Walid Regragui mostrou, em pouco mais de 30 minutos de entrevista, os caminhos pelos quais levou Marrocos até a semifinal da Copa. Trata-se de um sujeito leve, descontraído, que brincou diante de mais de 150 jornalistas do mundo tudo com o meia-atacante Ilias Chair, sorriu ao arranhar o inglês numa resposta e retomou o tom sério ao tratar de defender o Marrocos e todo o continente africano.
— Há vários jornalistas europeus criticando nossa maneira de jogar, mas estamos jogando em nível competitivo. Muitos viam os times africanos como alegres, mas agora queremos ganhar, ganhar pela África. Não existe somente uma maneira de jogar. A França, em 2018, jogou um futebol simples e ganhou de todos. Contra a Inglaterra, não criou 40 chances de gol e ganhou. Vamos tentar destruir as estatísticas amanhã. Temos 12% de chance de ganhar a Copa? Tentaremos aumentar esse número — disse.
Aos 47 anos, francês de nascimento e marroquino de coração, Regragui é um sujeito de ideias claras. Formado em Economia, além do árabe e do francês trazido de casa, domina o espanhol e o inglês. Ainda mantém o biotipo do lateral-direito que fez carreira em clubes menores da França, teve uma passagem pelo Racing Santander e atuou pela seleção justamente no período em que ela ficou de fora das Copas. É um sujeito atlético, com tamanho de zagueiro e pinta de boleirão. Essa conexão forte com o passado como jogador talvez seja seu grande segredo para, em um trabalho de três meses, colocar o primeiro africano e o primeiro árabe na semifinal.
Regragui assumiu o Marrocos em agosto. O antecessor, o bósnio Walid Halilhodzic, conhecido pelo temperamento forte, havia se incompatibilizado com duas estrelas do grupo, o atacante Zyech, do Chelsea, e o lateral Mazraoui, do Bayern. O ambiente era pesado na seleção. Enquanto isso, Regragui levava o Wydad Casablanca ao título africano de clubes. Na final, venceu o bicampeão Al-Ahly, do Egito, aquele mesmo eliminado pelo Inter na semifinal de 2006. Ele já havia conquistado o campeonato nacional, deixando para trás o rival Raja. Aliás, se você pensa que o Gre-Nal ferve, precisa ver vídeos do clássico de Casablanca.
O primeiro ato de Regragui ao assumir foi reaproximar Zyech e Mazraoui. A partir daí, foi criando um ambiente familiar. Não é força de expressão. Aqui em Doha, os familiares estão próximos dos jogadores. Depois do jogo contra Portugal, por exemplo, foi possível ver o lateral Hakimi e o extrema Boufal abraçado às suas mães.

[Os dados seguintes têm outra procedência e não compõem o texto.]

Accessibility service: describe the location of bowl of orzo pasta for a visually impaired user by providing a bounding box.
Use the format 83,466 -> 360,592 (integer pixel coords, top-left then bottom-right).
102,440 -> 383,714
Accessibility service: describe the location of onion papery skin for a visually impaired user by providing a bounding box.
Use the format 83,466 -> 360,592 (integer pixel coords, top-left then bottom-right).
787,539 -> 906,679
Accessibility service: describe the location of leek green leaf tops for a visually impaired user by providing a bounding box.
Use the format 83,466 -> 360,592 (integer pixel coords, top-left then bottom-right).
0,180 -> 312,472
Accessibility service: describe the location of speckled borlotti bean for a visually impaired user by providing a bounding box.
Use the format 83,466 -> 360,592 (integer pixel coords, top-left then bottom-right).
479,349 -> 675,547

— O crédito tem de ir para os jogadores. Só tentei criar um espírito. Copa do Mundo é diferente de tudo. Preparei a mentalidade do time. Permiti que eles trouxessem a família para ajudar nesse processo. O foco é em ser organizado e ter autoconfiança. Os jogadores acreditam no projeto, encontrei um grupo que acredita no país e em mim — observa.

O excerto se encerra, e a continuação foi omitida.